Vivian returned to the drawing room and resumed her seat beside Dalla.
“It seems to me I've seen that guy sometime before with you.”
“It's possible. He's been a friend for years now.”
“A friend or a suitor?”
“Any one you choose.”
“It looks to me like some men just don't give up.”
“That may be,” Vivian consented.
Not very far from the village of Mangana it was still morning and approaching noon. Two figures worked on the expanse of farmland surrounded by tall jungle trees. Beyond the trees to the east was a river that could be seen through the lace of foliage. The two natives in smocks made of coarse fabric, bent, tilling the soil for ridges
“Son, when we complete this ridge we'll rest. It is about noon and I'm already tired,” said the elderly man who looked about fifty.

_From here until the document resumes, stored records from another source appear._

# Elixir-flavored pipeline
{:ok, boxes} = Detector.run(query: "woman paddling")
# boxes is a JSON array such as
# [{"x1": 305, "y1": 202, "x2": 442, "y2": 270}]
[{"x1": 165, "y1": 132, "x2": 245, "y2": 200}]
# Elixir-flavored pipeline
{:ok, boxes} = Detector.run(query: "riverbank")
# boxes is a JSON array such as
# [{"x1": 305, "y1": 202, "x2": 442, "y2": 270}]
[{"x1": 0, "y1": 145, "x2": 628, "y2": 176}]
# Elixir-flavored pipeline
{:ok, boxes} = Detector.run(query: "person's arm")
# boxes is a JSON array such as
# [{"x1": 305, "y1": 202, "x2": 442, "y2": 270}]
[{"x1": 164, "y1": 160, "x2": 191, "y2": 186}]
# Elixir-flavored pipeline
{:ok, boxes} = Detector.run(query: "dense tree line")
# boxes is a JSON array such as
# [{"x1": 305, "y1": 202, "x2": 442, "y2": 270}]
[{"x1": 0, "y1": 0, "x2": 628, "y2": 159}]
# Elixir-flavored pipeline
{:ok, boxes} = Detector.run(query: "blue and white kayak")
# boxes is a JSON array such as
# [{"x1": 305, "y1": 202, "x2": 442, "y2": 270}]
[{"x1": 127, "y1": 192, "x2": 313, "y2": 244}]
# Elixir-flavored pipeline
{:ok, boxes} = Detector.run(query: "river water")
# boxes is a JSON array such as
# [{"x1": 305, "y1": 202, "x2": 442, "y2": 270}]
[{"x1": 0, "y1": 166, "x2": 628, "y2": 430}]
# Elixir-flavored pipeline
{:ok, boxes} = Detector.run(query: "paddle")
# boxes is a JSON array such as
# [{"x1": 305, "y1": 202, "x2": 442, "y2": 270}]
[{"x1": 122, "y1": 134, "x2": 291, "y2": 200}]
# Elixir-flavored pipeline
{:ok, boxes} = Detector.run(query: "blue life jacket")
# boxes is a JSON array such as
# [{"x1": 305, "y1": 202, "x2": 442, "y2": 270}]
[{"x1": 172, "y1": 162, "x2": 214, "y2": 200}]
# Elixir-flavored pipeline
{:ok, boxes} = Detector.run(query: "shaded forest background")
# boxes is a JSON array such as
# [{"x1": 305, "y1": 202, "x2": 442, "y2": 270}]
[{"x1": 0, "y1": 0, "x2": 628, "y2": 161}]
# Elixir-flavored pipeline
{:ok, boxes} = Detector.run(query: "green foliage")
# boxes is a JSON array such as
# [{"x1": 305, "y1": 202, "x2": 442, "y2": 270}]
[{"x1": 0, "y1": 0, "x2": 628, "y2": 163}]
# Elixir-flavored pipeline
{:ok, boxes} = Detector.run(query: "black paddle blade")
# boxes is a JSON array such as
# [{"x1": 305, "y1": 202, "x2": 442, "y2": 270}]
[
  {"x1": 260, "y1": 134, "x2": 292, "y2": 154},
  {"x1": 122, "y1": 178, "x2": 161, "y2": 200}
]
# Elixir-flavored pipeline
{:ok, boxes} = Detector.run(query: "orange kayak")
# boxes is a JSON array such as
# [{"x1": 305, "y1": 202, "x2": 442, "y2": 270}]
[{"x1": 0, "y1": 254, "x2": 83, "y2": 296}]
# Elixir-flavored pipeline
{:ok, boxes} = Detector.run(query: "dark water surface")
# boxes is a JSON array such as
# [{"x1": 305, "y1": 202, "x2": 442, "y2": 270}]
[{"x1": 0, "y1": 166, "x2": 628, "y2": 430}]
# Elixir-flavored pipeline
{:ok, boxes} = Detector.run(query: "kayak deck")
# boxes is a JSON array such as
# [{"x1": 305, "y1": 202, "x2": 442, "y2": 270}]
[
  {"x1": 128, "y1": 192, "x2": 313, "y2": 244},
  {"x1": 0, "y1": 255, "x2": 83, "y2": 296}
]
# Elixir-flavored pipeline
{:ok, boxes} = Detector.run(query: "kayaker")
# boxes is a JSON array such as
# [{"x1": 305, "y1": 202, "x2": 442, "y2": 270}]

The younger man in his late twenties replied in Mangana, their native language, a tongue dominated by smacking pronunciations: “I can work a little longer, father. I want to finish most of the work today.”
“Well, you are young. You have the strength,” the older man complimented.
Silence resumed the atmosphere.
Both villagers stood up abruptly, looking fatuously at the bright and clear sky over the treeline.
“What was that, Gatlong,” the fatherly peasant asked. “I have never heard thunder in this village with a clear sky like this.”
“It could be raining somewhere nearby while there is sunshine here,” the young native of Mangana suggested. “The climate in Mangana could be funny.”
“If that were the case, the sky here should have been dim,” the old man deduced. “Maybe it is an omen from the gods.”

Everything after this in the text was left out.